Deep Model Fusion: A Survey

Weishi Li,Yong Peng,Miao Zhang,Liang Ding,Han Hu,Li Shen
DOI: https://doi.org/10.48550/arXiv.2309.15698
2023-09-27
Abstract:Deep model fusion/merging is an emerging technique that merges the parameters or predictions of multiple deep learning models into a single one. It combines the abilities of different models to make up for the biases and errors of a single model to achieve better performance. However, deep model fusion on large-scale deep learning models (e.g., LLMs and foundation models) faces several challenges, including high computational cost, high-dimensional parameter space, interference between different heterogeneous models, etc. Although model fusion has attracted widespread attention due to its potential to solve complex real-world tasks, there is still a lack of complete and detailed survey research on this technique. Accordingly, in order to understand the model fusion method better and promote its development, we present a comprehensive survey to summarize the recent progress. Specifically, we categorize existing deep model fusion methods as four-fold: (1) "Mode connectivity", which connects the solutions in weight space via a path of non-increasing loss, in order to obtain better initialization for model fusion; (2) "Alignment" matches units between neural networks to create better conditions for fusion; (3) "Weight average", a classical model fusion method, averages the weights of multiple models to obtain more accurate results closer to the optimal solution; (4) "Ensemble learning" combines the outputs of diverse models, which is a foundational technique for improving the accuracy and robustness of the final model. In addition, we analyze the challenges faced by deep model fusion and propose possible research directions for model fusion in the future. Our review is helpful in deeply understanding the correlation between different model fusion methods and practical application methods, which can enlighten the research in the field of deep model fusion.
Machine Learning,Artificial Intelligence
What problem does this paper attempt to address?
The problem that this paper attempts to solve is the summary of challenges and methods in deep model fusion. Specifically, the paper focuses on how to combine the parameters or prediction results of multiple deep - learning models into a single model, in order to compensate for the bias and errors of a single model and thus achieve better performance. However, model fusion in large - scale deep - learning models (such as large language models LLMs and foundation models) faces many challenges, such as high computational cost, high - dimensional parameter space, and interference between different heterogeneous models. To solve these problems, the paper has carried out the following work: 1. **Classify and review existing methods**: The paper divides existing deep - model - fusion methods into four categories: - **Mode connectivity**: Obtain better initialization conditions by connecting different solutions in the weight space. - **Alignment**: Match the units between neural networks to create better conditions for fusion. - **Weight average**: Directly average the weights of multiple models to obtain results closer to the optimal solution. - **Ensemble learning**: Combine the outputs of different models to improve the accuracy and robustness of the final model. 2. **Analyze challenges and propose future research directions**: The paper analyzes in detail the challenges faced by deep - model - fusion and proposes possible research directions.

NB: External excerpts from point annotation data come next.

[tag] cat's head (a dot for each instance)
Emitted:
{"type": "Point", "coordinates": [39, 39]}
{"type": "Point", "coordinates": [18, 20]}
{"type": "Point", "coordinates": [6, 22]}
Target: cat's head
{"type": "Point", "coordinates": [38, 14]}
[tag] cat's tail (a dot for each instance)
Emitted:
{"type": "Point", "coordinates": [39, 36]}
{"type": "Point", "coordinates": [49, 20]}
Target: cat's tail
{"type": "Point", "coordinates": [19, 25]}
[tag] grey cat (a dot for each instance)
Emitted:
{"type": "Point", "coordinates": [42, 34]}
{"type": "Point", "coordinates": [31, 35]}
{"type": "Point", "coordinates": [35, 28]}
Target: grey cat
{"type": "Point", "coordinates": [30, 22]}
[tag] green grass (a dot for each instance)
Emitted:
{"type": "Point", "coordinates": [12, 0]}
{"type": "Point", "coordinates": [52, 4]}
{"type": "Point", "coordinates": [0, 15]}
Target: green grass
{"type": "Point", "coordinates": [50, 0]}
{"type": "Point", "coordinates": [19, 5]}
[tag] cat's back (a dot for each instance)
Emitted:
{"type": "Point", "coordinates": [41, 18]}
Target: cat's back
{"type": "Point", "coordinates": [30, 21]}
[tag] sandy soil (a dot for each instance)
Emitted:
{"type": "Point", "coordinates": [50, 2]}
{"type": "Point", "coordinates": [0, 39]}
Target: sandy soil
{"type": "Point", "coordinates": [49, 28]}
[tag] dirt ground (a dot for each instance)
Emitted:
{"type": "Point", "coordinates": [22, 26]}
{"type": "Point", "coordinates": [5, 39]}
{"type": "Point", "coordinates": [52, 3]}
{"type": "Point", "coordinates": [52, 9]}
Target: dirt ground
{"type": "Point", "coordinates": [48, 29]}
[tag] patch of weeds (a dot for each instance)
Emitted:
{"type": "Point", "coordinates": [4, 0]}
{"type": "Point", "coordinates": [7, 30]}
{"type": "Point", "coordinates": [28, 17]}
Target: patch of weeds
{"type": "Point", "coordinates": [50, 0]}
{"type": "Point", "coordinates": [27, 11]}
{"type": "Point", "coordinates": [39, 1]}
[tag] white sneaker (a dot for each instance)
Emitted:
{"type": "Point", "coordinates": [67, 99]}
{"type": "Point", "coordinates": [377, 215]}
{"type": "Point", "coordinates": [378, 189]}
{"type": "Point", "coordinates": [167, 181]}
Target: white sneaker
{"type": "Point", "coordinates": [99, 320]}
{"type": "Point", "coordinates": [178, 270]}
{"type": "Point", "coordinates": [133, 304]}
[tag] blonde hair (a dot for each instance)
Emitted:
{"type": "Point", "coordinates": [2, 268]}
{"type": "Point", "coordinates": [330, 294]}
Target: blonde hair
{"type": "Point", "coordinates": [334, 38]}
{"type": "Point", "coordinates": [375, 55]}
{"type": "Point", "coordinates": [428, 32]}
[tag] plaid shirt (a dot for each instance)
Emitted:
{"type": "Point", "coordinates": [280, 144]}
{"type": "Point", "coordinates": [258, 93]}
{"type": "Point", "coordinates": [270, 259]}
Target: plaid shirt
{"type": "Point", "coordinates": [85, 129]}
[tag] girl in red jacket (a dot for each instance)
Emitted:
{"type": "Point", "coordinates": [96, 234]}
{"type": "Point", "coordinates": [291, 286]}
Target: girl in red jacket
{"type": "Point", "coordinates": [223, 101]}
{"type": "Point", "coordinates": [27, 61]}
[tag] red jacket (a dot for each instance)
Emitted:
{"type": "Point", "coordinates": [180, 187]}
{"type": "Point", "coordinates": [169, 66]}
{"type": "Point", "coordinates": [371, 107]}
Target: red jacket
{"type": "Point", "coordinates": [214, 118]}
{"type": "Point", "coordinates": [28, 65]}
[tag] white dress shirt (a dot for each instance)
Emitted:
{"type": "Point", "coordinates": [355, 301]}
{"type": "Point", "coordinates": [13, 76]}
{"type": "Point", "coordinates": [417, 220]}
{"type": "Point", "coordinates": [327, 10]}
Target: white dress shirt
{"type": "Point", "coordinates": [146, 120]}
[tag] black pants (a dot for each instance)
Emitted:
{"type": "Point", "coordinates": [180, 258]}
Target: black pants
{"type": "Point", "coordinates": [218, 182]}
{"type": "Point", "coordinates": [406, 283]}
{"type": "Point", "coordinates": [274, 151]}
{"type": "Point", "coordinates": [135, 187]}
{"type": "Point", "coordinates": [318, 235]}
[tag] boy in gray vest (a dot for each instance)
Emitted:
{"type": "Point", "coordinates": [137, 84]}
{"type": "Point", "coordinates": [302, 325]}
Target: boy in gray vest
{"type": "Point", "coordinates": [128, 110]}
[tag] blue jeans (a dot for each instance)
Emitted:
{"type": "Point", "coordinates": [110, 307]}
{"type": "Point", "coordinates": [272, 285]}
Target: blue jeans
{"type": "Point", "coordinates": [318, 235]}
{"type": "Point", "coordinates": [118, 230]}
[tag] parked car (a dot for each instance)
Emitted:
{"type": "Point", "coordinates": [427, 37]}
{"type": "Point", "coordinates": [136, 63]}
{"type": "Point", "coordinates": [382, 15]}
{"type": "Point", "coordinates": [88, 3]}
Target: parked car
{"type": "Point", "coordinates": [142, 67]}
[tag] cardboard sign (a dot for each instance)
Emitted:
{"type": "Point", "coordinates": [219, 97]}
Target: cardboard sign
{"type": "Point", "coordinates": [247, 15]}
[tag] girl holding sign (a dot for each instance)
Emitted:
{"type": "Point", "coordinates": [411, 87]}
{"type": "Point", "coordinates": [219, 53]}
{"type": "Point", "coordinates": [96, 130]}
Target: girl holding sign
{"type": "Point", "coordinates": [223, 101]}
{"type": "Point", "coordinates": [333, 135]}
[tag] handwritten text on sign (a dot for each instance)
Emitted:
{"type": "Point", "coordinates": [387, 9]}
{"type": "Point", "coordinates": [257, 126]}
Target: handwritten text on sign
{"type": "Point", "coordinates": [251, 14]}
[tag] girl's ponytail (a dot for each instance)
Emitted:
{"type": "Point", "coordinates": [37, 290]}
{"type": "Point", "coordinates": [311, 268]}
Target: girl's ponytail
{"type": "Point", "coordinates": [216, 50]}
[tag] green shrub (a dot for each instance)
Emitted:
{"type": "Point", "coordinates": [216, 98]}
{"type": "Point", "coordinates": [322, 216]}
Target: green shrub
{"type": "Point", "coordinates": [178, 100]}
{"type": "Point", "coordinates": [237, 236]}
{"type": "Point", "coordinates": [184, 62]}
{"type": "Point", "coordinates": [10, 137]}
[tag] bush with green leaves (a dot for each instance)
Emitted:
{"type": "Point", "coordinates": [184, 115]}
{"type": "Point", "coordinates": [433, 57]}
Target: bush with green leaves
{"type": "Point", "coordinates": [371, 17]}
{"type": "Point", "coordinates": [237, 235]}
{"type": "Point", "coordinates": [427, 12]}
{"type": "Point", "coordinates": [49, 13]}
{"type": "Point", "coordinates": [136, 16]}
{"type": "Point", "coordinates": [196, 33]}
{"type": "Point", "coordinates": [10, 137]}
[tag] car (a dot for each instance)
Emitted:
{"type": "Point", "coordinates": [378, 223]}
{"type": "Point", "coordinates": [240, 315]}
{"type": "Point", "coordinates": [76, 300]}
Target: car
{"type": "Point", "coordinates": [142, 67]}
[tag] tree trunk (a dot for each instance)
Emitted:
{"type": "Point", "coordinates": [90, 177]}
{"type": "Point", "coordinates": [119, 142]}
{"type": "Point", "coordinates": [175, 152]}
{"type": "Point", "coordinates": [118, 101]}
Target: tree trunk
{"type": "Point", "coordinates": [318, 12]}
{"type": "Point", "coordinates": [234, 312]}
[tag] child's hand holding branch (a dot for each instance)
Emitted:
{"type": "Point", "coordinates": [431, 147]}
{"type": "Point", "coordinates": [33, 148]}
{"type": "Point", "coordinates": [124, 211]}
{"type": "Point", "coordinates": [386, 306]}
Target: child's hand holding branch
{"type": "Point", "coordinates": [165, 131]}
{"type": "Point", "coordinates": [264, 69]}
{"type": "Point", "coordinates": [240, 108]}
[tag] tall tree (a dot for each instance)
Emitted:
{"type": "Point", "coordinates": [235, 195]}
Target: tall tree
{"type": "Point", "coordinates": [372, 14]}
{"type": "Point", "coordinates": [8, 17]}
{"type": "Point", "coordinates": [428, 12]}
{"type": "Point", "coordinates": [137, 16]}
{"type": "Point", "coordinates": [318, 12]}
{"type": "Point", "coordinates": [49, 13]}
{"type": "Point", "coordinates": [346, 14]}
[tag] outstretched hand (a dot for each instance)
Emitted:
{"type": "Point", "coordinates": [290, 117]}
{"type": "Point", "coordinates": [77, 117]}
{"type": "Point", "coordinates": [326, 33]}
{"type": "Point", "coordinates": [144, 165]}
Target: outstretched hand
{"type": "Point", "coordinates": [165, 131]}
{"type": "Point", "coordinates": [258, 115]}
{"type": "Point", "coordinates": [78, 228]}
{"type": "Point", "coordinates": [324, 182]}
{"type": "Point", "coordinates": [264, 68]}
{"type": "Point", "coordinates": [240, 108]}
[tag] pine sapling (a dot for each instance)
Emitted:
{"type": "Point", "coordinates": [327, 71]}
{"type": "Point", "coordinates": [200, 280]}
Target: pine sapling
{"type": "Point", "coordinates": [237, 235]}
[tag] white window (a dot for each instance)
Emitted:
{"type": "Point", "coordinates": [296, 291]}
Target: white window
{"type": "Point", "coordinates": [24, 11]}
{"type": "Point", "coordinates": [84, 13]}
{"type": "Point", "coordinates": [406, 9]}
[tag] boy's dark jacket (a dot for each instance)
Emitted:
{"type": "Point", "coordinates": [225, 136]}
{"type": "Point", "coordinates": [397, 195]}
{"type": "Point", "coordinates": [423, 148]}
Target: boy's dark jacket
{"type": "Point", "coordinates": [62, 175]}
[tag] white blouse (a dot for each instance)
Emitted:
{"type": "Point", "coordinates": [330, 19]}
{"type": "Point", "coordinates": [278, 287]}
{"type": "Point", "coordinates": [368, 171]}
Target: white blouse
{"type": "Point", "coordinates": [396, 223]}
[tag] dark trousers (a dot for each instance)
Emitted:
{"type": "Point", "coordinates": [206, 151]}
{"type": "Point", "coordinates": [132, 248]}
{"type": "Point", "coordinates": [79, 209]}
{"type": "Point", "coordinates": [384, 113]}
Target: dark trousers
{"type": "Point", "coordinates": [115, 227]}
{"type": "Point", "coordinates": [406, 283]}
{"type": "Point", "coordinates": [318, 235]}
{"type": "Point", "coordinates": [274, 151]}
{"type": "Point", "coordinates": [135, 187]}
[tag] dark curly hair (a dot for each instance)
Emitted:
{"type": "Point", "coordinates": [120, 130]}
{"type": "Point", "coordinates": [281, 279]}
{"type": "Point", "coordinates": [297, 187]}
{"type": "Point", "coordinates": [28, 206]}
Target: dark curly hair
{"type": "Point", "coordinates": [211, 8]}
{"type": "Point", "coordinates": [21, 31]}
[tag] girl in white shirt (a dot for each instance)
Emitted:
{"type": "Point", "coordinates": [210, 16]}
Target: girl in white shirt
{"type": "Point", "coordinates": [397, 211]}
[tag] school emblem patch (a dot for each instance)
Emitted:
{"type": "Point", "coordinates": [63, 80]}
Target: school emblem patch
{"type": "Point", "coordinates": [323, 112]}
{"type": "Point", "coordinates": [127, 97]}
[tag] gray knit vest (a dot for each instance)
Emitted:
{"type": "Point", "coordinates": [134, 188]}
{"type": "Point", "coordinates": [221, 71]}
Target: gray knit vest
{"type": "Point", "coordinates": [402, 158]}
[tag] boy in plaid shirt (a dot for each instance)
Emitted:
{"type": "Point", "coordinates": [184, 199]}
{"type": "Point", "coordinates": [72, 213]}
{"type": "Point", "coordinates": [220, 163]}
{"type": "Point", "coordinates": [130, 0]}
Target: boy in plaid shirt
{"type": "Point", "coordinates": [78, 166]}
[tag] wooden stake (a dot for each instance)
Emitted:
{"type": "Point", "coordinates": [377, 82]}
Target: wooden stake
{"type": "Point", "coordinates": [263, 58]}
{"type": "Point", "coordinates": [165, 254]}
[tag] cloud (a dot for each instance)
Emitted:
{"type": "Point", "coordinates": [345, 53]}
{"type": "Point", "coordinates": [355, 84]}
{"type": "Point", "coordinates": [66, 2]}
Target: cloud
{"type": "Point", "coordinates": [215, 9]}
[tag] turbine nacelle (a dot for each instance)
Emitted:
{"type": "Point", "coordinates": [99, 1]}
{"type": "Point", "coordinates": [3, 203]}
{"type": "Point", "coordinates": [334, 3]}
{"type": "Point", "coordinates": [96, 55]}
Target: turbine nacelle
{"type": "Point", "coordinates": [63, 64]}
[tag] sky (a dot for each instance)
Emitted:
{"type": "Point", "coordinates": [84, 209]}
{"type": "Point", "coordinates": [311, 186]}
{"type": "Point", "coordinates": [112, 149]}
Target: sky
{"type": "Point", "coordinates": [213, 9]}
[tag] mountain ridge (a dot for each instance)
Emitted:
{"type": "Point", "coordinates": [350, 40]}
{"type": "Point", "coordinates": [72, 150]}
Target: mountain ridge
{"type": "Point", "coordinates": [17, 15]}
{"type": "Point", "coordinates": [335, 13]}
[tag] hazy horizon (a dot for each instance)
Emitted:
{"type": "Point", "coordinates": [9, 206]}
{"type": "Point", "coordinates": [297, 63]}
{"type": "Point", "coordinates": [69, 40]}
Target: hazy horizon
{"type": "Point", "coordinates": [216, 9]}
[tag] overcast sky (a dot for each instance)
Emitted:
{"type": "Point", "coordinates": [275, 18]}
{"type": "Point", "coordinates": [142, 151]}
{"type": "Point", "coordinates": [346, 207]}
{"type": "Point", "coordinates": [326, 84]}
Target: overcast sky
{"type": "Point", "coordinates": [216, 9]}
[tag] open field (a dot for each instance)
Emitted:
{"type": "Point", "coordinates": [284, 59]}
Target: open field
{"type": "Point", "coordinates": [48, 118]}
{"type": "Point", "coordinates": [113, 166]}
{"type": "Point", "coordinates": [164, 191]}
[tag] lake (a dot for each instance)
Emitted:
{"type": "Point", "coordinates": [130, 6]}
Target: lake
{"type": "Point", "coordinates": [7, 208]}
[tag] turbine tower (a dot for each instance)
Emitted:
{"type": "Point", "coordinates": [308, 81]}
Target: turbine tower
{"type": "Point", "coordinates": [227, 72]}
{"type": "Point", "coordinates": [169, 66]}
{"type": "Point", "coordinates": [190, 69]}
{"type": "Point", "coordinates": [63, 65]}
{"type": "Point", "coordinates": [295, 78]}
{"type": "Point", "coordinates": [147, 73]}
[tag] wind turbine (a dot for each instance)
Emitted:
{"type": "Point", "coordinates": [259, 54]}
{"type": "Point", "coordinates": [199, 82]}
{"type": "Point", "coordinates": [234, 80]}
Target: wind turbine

For example, how to reduce computational cost, handle model heterogeneity, and accelerate the speed of combinatorial optimization. 3. **Provide comprehensive theoretical and technical guidance**: By explaining the mechanisms and relationships of different model - fusion methods, the paper provides inspiration for designing more advanced model - fusion methods and guidance for improving the generalization ability and accuracy training of deep neural networks. In conclusion, this paper aims to promote the further development of this field by systematically summarizing and analyzing the methods and techniques of deep - model - fusion. This not only helps to understand the relationships between different model - fusion methods, but also provides valuable references for practical applications.